Thursday, September 17, 2009

Tales of TCH: Part The First

So I'm sitting in a room at the Ronald McDonald House at Texas Children's Hospital. Nyx took a turn for the worse and things got hairy really fast. She had a couple of Tet spells (turning blue, basically) on Tuesday. By Wednesday morning at her cardiologist visit, her oxygen saturation levels had dropped to the high sixties and low seventies. Our cardiologist got on the horn and within minutes we had orders to high-tail it to TCH. We were admitted through the ER a little after five and then to the cardiovascular ICU (CVICU) an hour or so later. She continued to have low sats so the decision was made to get her into surgery ASAP.

This morning at 7:15 Nyx was wheeled into the OR for a shunt procedure. She's just too tiny for the full repair so this was the best option at the time. A little after 2 in the afternoon, she emerged from the OR after the successful placement of the shunt. Her oxygen saturation levels are in the mid-nineties now and she's pink! Pink!!! My baby is pink!!!
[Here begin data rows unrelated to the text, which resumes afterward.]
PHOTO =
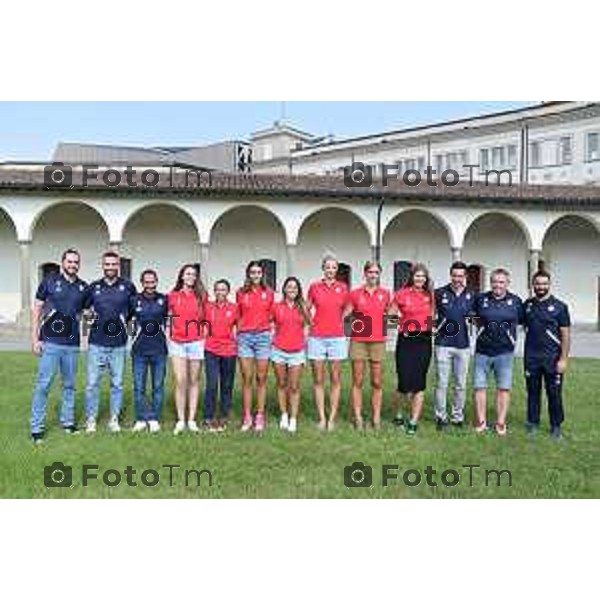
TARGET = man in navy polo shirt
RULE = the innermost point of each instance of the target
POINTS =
(109, 299)
(547, 347)
(454, 305)
(498, 313)
(149, 352)
(55, 338)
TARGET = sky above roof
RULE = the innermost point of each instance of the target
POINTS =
(31, 130)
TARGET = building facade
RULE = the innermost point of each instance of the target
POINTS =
(295, 207)
(289, 222)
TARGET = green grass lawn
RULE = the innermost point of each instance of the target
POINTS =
(309, 464)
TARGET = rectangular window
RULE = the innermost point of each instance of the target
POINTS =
(484, 159)
(498, 157)
(564, 151)
(535, 157)
(512, 156)
(592, 146)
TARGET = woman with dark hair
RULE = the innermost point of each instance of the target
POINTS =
(415, 305)
(186, 345)
(220, 356)
(291, 320)
(255, 300)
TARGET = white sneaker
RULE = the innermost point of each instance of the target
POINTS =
(113, 424)
(154, 426)
(284, 422)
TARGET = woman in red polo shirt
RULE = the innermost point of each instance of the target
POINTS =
(327, 298)
(288, 355)
(415, 305)
(220, 355)
(368, 306)
(254, 299)
(186, 344)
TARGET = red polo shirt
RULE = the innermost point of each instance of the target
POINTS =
(289, 327)
(255, 309)
(329, 301)
(414, 305)
(186, 317)
(373, 305)
(222, 318)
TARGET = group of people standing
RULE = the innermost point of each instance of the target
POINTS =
(325, 327)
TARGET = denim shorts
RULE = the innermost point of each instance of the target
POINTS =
(254, 344)
(323, 348)
(291, 359)
(189, 350)
(501, 366)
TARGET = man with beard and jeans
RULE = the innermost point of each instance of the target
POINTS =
(55, 339)
(109, 299)
(547, 345)
(454, 305)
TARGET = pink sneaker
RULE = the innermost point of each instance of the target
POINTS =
(482, 427)
(259, 422)
(247, 422)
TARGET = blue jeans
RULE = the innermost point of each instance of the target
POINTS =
(112, 359)
(220, 373)
(157, 364)
(55, 357)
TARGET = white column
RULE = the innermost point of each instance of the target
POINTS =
(534, 261)
(25, 271)
(204, 257)
(291, 260)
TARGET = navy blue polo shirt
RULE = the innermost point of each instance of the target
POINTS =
(497, 321)
(112, 304)
(543, 320)
(150, 312)
(453, 310)
(63, 302)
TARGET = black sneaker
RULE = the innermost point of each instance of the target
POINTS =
(556, 433)
(411, 428)
(398, 421)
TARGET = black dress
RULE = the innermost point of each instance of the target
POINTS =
(413, 357)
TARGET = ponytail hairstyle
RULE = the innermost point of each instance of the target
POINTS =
(248, 282)
(199, 289)
(299, 299)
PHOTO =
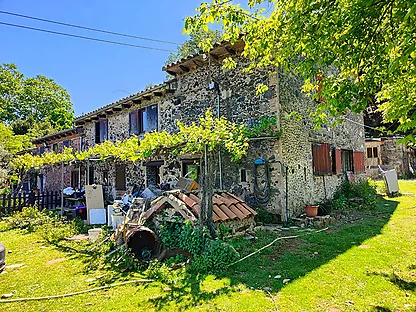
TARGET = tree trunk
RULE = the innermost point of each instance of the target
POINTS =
(207, 178)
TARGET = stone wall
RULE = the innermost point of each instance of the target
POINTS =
(290, 158)
(392, 155)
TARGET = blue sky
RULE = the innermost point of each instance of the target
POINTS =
(94, 73)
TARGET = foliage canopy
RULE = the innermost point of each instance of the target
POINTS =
(33, 100)
(364, 50)
(215, 133)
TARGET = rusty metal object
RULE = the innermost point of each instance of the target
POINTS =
(142, 242)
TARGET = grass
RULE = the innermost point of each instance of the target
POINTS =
(365, 265)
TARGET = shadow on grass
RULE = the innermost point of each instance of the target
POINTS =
(287, 259)
(293, 259)
(187, 294)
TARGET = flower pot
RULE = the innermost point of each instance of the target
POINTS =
(311, 211)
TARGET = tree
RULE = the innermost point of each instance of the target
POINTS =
(353, 53)
(10, 144)
(27, 101)
(204, 138)
(192, 45)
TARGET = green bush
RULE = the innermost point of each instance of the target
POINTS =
(208, 255)
(355, 196)
(263, 216)
(50, 225)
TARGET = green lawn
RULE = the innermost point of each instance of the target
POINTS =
(366, 265)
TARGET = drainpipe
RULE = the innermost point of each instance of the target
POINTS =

This is a big deal, folks. Until today, Nyx has been this weird bluish purple pink depending on whether she's calm or crying. Eventually I'll get up some pics and you'll be able to see the difference.

She's currently sedated and in the CVICU until further notice. She has a long way to go before we leave the CVICU. She has to come off the ventilator and start breathing on her own again. She'll have her chest tube removed. (They had to deflate a lung to get the shunt into place.) She has to start eating again. And so on and so forth.

But we're hopeful she'll make a speedy recovery.

So anywho. That's what's going on here. It's been an incredibly stressful and harrowing forty-eight or so hours. I don't think there's any experience quite as heart wrenching or terrifying as watching your fifteen-day-old baby being wheeled into an OR for heart surgery. It's just...too much.

But we're hanging in there and slogging through it. It's sort of sad but this is our new normal. We've spent more time in hospitals than we have at home. And it sucks. Big time.